There are several different techniques for 3D printing, though. Large companies have long had access to machines in which a large box is filled with a fine plastic or resin powder. This ‘goop’ is then hardened by firing precisely calibrated lasers into the chamber, which can create an exact shape in the middle of the powder. Using this technique, parts can be quickly prototyped ready for mass production, but the machines and materials cost much more than traditional manufacturing techniques to make lots of similar parts for sale.
The real explosion in 3D printing over the next few years, however, will be from smaller, much cheaper printers for small businesses and homes. Devices like the Makerbot are making headlines around the world for bringing the cost of 3D printing down to less than a thousand dollars.
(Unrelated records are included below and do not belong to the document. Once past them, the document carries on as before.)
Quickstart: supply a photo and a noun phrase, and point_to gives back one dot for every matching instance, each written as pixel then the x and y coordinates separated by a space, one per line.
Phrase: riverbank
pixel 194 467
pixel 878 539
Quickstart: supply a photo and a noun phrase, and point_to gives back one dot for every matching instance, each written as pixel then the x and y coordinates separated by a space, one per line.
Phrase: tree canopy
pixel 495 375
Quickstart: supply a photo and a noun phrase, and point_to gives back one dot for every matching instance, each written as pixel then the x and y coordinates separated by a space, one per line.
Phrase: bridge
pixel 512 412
Makerbot, and others like it, work by heating up a thin plastic filament and then squirting it through a narrow ‘extruder’. They operate like an inkjet printer, creating a pattern on the top of a model and building up in layers. They can be controlled using a desktop printer, and while the results aren’t as precise or smooth as industrial 3D printers, they can be smoothed down and finished to create functioning spare parts – a bush or washer for an old washing machine, say – or even home decorations.
In the future, the pieces made by machines like Makerbot should also be recyclable. With the right plastics, when something wears out you’ll be able to shred it and put it back through the machine.
Most of these desktop printers use technology and techniques developed by a team at the University of Bath, led by Professor Adrian Bowyer, working on a device called RepRap (short for ‘rapid replicator’). The goal of RepRap is to produce a 3D printer that can make all of the parts required to make an identical device. Right now, you’ll need to spend about £300 to buy the electronics and bolts that hold it together, but in the future machines like RepRap could make many things virtually free.
Now that’s something to look forward to.